Those pesky Chinese consumers. If only they would buy more and save less, the global economy would rebalance, according to the economists.
Well, here’s a piece of news: unpaid credit card debt has surged by 126.5% this year, according to the People’s Bank of China. The central banks reckons that by the end of September, 7.43 billion yuan ($1.09 billion) of credit card debt was at least six months overdue.
Mainland banks issued 175 million credit cards in the first nine-months of the year, which suggests that the conventional wisdom that Chinese can’t get access to credit is being rapidly eroded (although there is a long way to go to catch up with the US, where 300 million people share an astonishing 1.5 billion credit cards between them).
Someone is clearly spending. China is, after all, already the world’s largest car market and consumer spending grew by an average of 8% every year in the past decade.
Chinese consumers, despite the lack of a social safety net and despite the high prices they have to pay, are spending. The problem, as Jonathan Anderson argues eloquently in the November edition of the Far Eastern Economic Review, is that the government is selling more than they can buy.
China’s huge companies have invested enormous sums in their capacity, building new factories, steel and aluminium plants, and machine tool ventures.

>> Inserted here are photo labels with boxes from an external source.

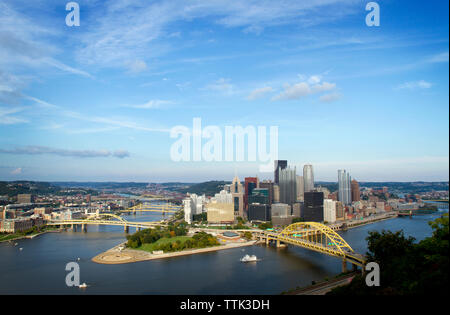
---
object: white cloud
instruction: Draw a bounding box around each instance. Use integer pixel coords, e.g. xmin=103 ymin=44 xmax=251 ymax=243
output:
xmin=396 ymin=80 xmax=432 ymax=90
xmin=11 ymin=167 xmax=22 ymax=175
xmin=247 ymin=86 xmax=273 ymax=101
xmin=272 ymin=75 xmax=336 ymax=101
xmin=319 ymin=93 xmax=341 ymax=103
xmin=124 ymin=100 xmax=173 ymax=109
xmin=0 ymin=146 xmax=130 ymax=159
xmin=203 ymin=78 xmax=234 ymax=95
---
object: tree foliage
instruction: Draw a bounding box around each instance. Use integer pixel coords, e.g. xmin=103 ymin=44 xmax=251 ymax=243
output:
xmin=329 ymin=214 xmax=449 ymax=295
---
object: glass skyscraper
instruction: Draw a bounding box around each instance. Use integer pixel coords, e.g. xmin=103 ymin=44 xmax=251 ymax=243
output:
xmin=338 ymin=170 xmax=352 ymax=205
xmin=279 ymin=167 xmax=297 ymax=206
xmin=303 ymin=164 xmax=314 ymax=192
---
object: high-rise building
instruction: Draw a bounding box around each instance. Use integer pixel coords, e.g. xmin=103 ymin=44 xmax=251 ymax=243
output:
xmin=273 ymin=160 xmax=287 ymax=184
xmin=259 ymin=180 xmax=274 ymax=205
xmin=323 ymin=199 xmax=336 ymax=223
xmin=297 ymin=175 xmax=305 ymax=201
xmin=244 ymin=177 xmax=259 ymax=210
xmin=336 ymin=201 xmax=345 ymax=220
xmin=338 ymin=170 xmax=352 ymax=205
xmin=279 ymin=167 xmax=297 ymax=206
xmin=273 ymin=185 xmax=280 ymax=203
xmin=248 ymin=188 xmax=269 ymax=207
xmin=303 ymin=164 xmax=314 ymax=192
xmin=230 ymin=176 xmax=244 ymax=218
xmin=351 ymin=179 xmax=361 ymax=201
xmin=248 ymin=203 xmax=271 ymax=221
xmin=303 ymin=191 xmax=323 ymax=222
xmin=206 ymin=202 xmax=235 ymax=223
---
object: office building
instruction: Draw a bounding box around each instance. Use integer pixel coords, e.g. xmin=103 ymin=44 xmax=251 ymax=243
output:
xmin=278 ymin=167 xmax=297 ymax=206
xmin=273 ymin=185 xmax=280 ymax=203
xmin=244 ymin=177 xmax=259 ymax=210
xmin=271 ymin=203 xmax=291 ymax=217
xmin=297 ymin=175 xmax=305 ymax=201
xmin=205 ymin=202 xmax=234 ymax=224
xmin=303 ymin=164 xmax=314 ymax=192
xmin=248 ymin=188 xmax=269 ymax=206
xmin=17 ymin=194 xmax=34 ymax=203
xmin=336 ymin=201 xmax=345 ymax=220
xmin=323 ymin=199 xmax=336 ymax=223
xmin=338 ymin=170 xmax=352 ymax=206
xmin=351 ymin=179 xmax=361 ymax=201
xmin=212 ymin=190 xmax=233 ymax=203
xmin=303 ymin=191 xmax=323 ymax=222
xmin=273 ymin=160 xmax=287 ymax=184
xmin=248 ymin=203 xmax=271 ymax=222
xmin=230 ymin=176 xmax=244 ymax=218
xmin=259 ymin=180 xmax=274 ymax=205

They can produce far more than the Chinese consumer can possibly buy and when they ran out of local customers, they turned their sights on the global markets, helping to create the imbalance.
It is not that the Chinese are saving too much, it is that they are producing too much. So while everyone is waiting for the Chinese to start spending more domestically, the emphasis is misplaced.
Instead, China’s giant companies should start turning over their earnings to the government and households in the form of dividends, and exports should be reduced by allowing the yuan to appreciate.
Sadly, that all looks rather unlikely. In the wake of China’s enormous stimulus plan, the policy seems to be increasing capacity yet further.